Danach beendete der 51-Jährige die Hoffnungen des Lokalmatadors Andy Baetens, der Siege gegen Joe Cullen, Stephen Bunting und Martin Schindler gefeiert hatte, bevor er sich Clayton geschlagen geben musste. Clayton spielte einen Durchschnitt von knapp unter 100 und deklassierte Baetens mit 6:1.
Im Halbfinale überstand Clayton gegen Niels Zonneveld vier Matchdarts und sicherte sich einen knappen 7:6 Sieg. Das Finale der Belgian Darts Open war dann eine Wiederholung des Finales vom sechsten Spieltag der Premier League.
"Ich dachte schon, ich würde früh nach Hause kommen, als ich 1:6 hinten lag", scherzte Clayton.
"Luke hat mir ein paar Chancen gegeben. Ich habe mich zurückgekämpft, aber fairerweise muss man sagen, dass er viele Doppel verfehlt hat.
Luke ist ein großartiger Dartspieler, eine Bereicherung für den Dartsport, und ich bin stolz darauf, Teil dieser Darts-Ära mit diesen fantastischen Fans zu sein.
Ich gebe mein Bestes. Wenn man Woche für Woche gegen solche Spieler wie Luke antreten muss, ist das schwierig, aber ich bin immer noch dabei und darauf bin ich stolz."
Zonneveld spielte bei seinem Run ins Halbfinale überragend, schlug Jani Haavisto und Mike De Decker, bevor er Weltmeister Luke Littler in einem packenden Entscheidungsleg bezwang.

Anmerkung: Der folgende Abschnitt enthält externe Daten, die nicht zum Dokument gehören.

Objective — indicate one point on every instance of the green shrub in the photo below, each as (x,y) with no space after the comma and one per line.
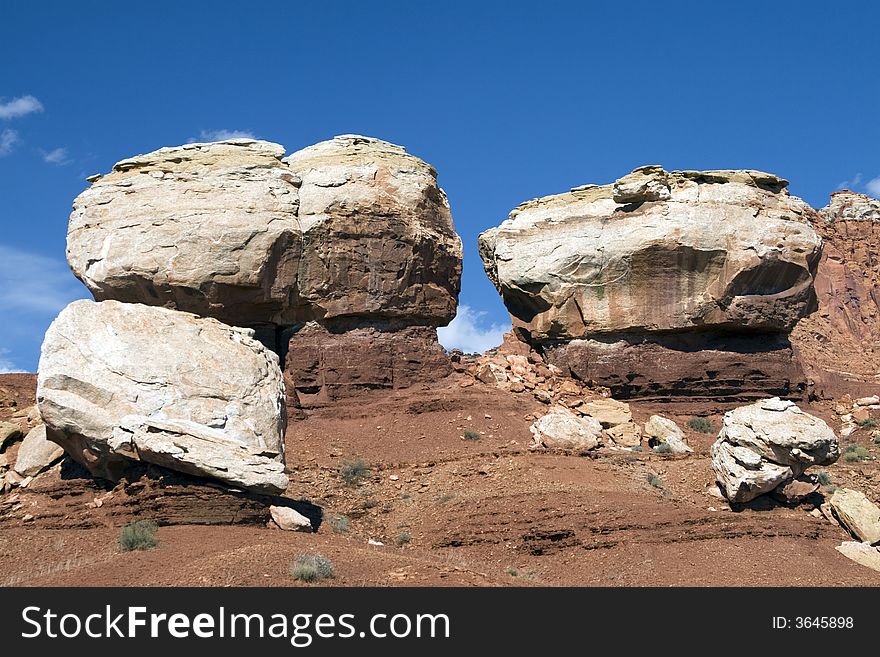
(701,424)
(339,523)
(353,472)
(311,568)
(139,535)
(854,453)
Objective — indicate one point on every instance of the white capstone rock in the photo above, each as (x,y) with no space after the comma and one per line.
(120,382)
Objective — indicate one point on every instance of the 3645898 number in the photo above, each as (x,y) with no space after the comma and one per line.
(823,622)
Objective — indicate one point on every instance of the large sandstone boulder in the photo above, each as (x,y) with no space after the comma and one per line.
(659,268)
(767,444)
(120,382)
(839,344)
(351,228)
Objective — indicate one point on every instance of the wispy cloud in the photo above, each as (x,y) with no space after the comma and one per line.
(6,365)
(56,156)
(223,135)
(21,106)
(8,140)
(34,283)
(469,333)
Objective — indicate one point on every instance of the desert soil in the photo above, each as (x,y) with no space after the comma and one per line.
(448,511)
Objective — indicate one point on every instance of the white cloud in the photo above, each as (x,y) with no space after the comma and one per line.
(8,139)
(223,135)
(6,365)
(34,283)
(56,156)
(21,106)
(465,333)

Der Niederländer schlug anschließend seinen Landsmann Danny Noppert und sicherte sich so seinen Platz in den Halbfinalen.
Neben Zonneveld erreichte auch Van Gerwen das Halbfinale. Er hatte Mickey Mansell, Daryl Gurney und Ryan Joyce besiegt und stand damit erneut im Halbfinale der European Tour.
Noppert verpasste den Einzug ins Halbfinale durch seine Niederlage gegen Zonneveld. Der ehemalige UK-Open-Sieger stand ebenso in den Viertelfinalen wie das englische Duo Joyce und Dobey, die zusammen mit Baetens das Viertelfinale komplettierten.
Littlers Kampagne für einen Hattrick in Belgien, wurde bereits am Vormittag von Zonneveld gestoppt. Der Niederländer zeigte im entscheidenden Leg ein beeindruckendes 147 Checkout und verhinderte damit, dass sich die Nummer eins der Welt in Wieze den Titel holen konnte.
Nach einem spannenden Wochenende wird die European Tour 2026 vom 4. bis 6. April mit dem German Darts Grand Prix in München fortgesetzt.
Der dreimalige Weltmeister Van Gerwen peilt seinen zweiten Triumph in Folge im Zenith in München an, während Humphries auf einen zweiten European Tour Titel in Folge anstrebt.